しばらくの間、彼女の温もりと柔らかさを、全身に感じていた。
蓮が凛々華を解放したのは、それからしばらく経ってからだった。
「……お茶、すっかり冷めているのだけれど」
ジト目を向けられ、蓮はそっぽを向いて口笛を吹いた。
「下手くそね」
凛々華が思わず吹き出す。
蓮は途端に恥ずかしくなり、誤魔化すようにお茶を口に含んだ。
喉を通る感触は冷たいが、胸の内はポカポカと温かくなっていた。
◇ ◇ ◇
——テスト最終日。
ホームルームを終えた教室は、解放感に満ちていた。
「桐ヶ谷君、いこっ!」
「う、うんっ」
心愛と樹がパタパタと教室を出ていく。バレエの練習があるからだ。
「いいねぇ、青春だ」
その背中を見送りながら、亜里沙がぼそりとつぶやいた。
「ねー……って、亜里沙。裏切り者のあんたに茶化す権利はないよ」
夏海がジト目を向けた。
亜里沙が肩をすくめ、ニヤリと笑う。
「夏海は少数派だけどね」
「よし、喧嘩なら言い値で買おう」
「承認欲求のためにお金使うのは良くないと思うけど」
「いいねを買うんじゃない。言い値で買うんだよ!」
そのやり取りに、近くで蓮と話していた蒼空が吹き出す。
「荒れてんなぁ、水嶋」
「だって、グループで自分以外全員リア充なんだよっ? おかしくない⁉︎」
夏海がずいっと身を乗り出すと、蒼空が曖昧な笑みを浮かべた。
「まあ、確かにおかしいけど、水嶋ならすぐ作れるんじゃねーの?」
「そんな簡単に作れたら、誰も苦労なんてしないんだよ……」
夏海がため息を吐いて、机に突っ伏す。
それを見て苦笑していた亜里沙が、ふと蓮と凛々華に目を向けてくる。
「黒鉄君と柊さんも、デート?」
「とりあえず、復習しがてらファミレスで昼飯かな。井上も、彼氏と会うんだろ?」
「そ。向こうもテスト終わったからね」
亜里沙は澄ましたようにうなずくが、その口角はわずかに吊り上がっている。
蓮はあえて、そこには触れず、
「家、近所なんだっけ?」
「まあね。二人みたいに半同棲状態じゃないけど」
「「っ……」」
蓮と凛々華は同時にびくりと反応した。
うっすらと頬を赤らめた凛々華が、逃げるように夏海に視線を向ける。
「水嶋さんは、部活かしら?」
「ふん。

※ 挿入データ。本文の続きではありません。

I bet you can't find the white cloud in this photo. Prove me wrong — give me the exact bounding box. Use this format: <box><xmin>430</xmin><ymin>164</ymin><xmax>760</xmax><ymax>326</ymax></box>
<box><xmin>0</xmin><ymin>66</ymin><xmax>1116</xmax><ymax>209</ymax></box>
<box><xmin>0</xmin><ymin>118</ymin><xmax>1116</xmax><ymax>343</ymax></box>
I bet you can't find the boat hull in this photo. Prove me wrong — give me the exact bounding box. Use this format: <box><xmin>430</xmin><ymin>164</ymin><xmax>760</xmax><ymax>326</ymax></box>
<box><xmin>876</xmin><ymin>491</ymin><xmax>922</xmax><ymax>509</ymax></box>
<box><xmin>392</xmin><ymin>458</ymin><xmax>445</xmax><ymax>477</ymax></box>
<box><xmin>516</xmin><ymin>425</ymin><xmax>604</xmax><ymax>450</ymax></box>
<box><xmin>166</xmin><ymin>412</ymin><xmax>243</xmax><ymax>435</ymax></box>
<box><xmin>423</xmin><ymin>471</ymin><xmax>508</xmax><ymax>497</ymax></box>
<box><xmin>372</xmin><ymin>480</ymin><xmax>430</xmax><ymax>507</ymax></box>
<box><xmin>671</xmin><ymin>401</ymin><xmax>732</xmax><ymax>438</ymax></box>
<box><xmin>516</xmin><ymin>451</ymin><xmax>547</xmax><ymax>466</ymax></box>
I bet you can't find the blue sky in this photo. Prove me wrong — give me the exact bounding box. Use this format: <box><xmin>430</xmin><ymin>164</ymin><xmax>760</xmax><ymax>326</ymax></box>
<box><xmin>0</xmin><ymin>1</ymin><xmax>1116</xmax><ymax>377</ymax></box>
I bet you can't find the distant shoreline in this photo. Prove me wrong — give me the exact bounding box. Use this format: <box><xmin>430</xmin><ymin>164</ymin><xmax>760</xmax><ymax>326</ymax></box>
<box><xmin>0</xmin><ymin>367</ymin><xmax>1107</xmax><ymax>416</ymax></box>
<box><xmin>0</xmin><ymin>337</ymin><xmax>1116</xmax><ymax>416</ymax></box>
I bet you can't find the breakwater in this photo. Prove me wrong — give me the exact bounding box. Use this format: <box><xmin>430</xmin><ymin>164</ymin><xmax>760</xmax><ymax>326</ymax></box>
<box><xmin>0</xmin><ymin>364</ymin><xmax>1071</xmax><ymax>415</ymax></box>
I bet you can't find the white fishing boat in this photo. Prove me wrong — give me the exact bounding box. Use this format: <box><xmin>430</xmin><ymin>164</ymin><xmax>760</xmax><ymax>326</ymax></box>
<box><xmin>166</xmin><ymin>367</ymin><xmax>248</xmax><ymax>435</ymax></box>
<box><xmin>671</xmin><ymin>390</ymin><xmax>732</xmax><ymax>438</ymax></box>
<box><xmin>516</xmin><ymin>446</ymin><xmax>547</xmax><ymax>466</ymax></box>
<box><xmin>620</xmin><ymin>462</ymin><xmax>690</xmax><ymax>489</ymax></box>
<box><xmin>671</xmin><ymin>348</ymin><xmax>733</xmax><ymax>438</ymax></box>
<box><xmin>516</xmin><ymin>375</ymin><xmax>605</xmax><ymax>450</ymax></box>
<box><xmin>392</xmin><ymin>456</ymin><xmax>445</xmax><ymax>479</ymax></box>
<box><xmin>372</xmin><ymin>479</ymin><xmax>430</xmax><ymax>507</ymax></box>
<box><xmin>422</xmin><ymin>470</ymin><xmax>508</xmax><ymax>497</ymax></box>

私は陸上に青春捧げるもんね!」
ヤケになっている夏海に、亜里沙がくすっと笑って肩を叩いた。
「まだ一年終わってないって」
「慰められるのが一番堪えるんだよぉ……」
夏海が嘘泣きのポーズを取ると、その場に温かい笑いが広がった。
「——凛々華」
校門を出ると、蓮はスッと手を差し出した。
凛々華もはにかみながら、指先を絡めてくる。
「テスト終わったから、ちょくちょく遊んだりできるな」
「そうね。久しぶりにどこか出かけたいわ」
「だな。ちゃっと復習して、計画立てようぜ。凛々華んちでいいか?」
「えぇ」
凛々華がほんのりと口元を緩めてうなずき、指に少しだけ力を込めてくる。
小さくても確かなその反応が、どうしようもなく愛おくて。
蓮は、抱き寄せそうになるのを必死で堪えた。
(ホワイトデーとは被らないようにしないといけねえから……)
そう今後に思いを馳せていた蓮は、まさか出かけるどころか、放課後も一緒に過ごせなくなる日が来るなんて、想像もしていなかった。